Der Junge, der in seinen wilden Jahren alles kaputt schlagen wollte, was ihn kaputt macht, der dann später, geläuterter und lyrischer mit einer Vision spielte, die Charme hatte. Das alles, so ließ der schon lange in kühler Erde ruhende Rio Reiser verlauten, denn alles, und noch viel mehr, würd ich machen, wenn ich König von Deutschland wär. Rio Reiser wäre nicht der einzige, der sich wundern würde, was aus dem rebellischen und visionären Deutschland geworden ist. Selbst zu einem Zeitpunkt, zu dem ein König endlich einmal, quasi über Nacht, zuschlagen könnte, selbst zu einem solchen Zeitpunkt liegt das Leichentuch des Schweigens über dem Land. Als herrschte hier nur ein Monarch, nämlich der der Schattenwelt.
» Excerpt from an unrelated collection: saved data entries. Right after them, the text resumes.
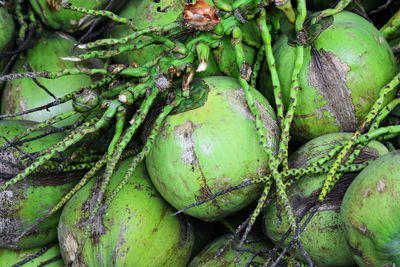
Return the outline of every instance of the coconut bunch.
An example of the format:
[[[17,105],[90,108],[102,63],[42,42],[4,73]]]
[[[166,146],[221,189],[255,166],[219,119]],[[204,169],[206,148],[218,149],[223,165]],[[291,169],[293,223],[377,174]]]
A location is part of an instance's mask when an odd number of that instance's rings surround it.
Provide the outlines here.
[[[400,264],[399,6],[322,2],[1,2],[0,263]]]

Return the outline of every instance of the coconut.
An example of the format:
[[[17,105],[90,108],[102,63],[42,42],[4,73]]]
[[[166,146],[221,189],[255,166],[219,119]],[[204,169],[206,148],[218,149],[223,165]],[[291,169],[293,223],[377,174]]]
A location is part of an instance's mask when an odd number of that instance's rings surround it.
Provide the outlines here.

Denn wo die Phantasie keinen Platz mehr hat, da ist es trostlos, auch bei vollen Töpfen.

Denn, selbst laut Verfassung, hat das Land seit letzter Woche keine Regierung mehr. Ja, die alte wurde abgewählt und die neue hat sich noch nicht konstituiert. Da tüfteln jetzt die unterschiedlichen Fraktionen eines wie auch immer gearteten Mittelstandes an einer programmatischen Konsens-Formel. Egal, wie diese aussehen wird, wer nicht zum Mittelstand zu rechnen ist, und das ist die numerische Mehrheit, wird sich in den nächsten Jahren umsehen können. Wonach? Nach einem König, der zumindest das Prädikat des aufgeklärten Monarchen verdiente und den so genannten Kleinen Mann auch auf dem Zettel hat. Von den Piraten aus dem fernen Jamaika ist auf jeden Fall keine Staatsführung zu erwarten, die des Volkes Zufriedenheit wird erzeugen können. Aber wie steht es schon in der Bibel: Den sieben mageren Jahren werden weitere sieben magere Jahre folgen. Stimmt das wirklich? Ja, das geht so lange, bis du aufstehst und dich deiner visionären Pflicht erinnerst und der Welt neue Hoffnung bringst.

Jetzt wäre die Zeit für einen König von Deutschland. Der könnte einfach in den Reichstag, den sie heute Bundestag nennen, marschieren, mit Gefolge und den Insignien der Macht, vielleicht einem schlichten Hammer und einer Waage, und den erstaunten Gefolgsleuten der parlamentarischen Demokratie erklären, dass er auch in Zukunft ihren Rat benötige, aber erst einmal einige Dinge gerichtet werden müssten, die sich nicht in endlosen Debatten herausschrieben ließen.

Und dann würde der König von Deutschland mit milder Rede und mitfühlenden Worten diese Dinge benennen. Wie er die Geldverleiher für eine Zeit in den Turm werfen ließe, wie er die Hersteller der Droschken unter Druck setzen wolle, damit sie nicht mehr die Luft verpesteten mit ihren alten Modellen, wie er die kleinen, emsigen Untertanen, die nur von ihrer Hände Arbeit lebten, von der Steuer befreien und die fetten, reichen, mit mehreren Wohnsitzen ausgestatteten Bürger dafür mehr zur Kasse bitten würde. Und dass er alle Teile der Armee zurück nach Hause hole, denn sie seien da, das Land zu verteidigen, und das ginge nur von heimischem Boden aus, und sonst nichts. Und wie er das Recht, als Mitglied des Reiches zu werden erwürbe, wenn man schlicht hier geboren sei. Und natürlich gebe es Saturnalien, es würde einmal wieder so richtig gefeiert und gesoffen, und die Bürger sollten wieder lernen, ihr Maul auf zu machen und alles zu kritisieren, wobei sie mithelfen könnten, es zu verbessern.

Aber, obwohl der König immer noch redet, wird klar, dass selbst der Zustand eines regierungslosen Landes keinen König hervorbringen wird. Nicht einmal in der Phantasie. Denn die ist auch tot. Und was will ein König in einem Land ohne Phantasie?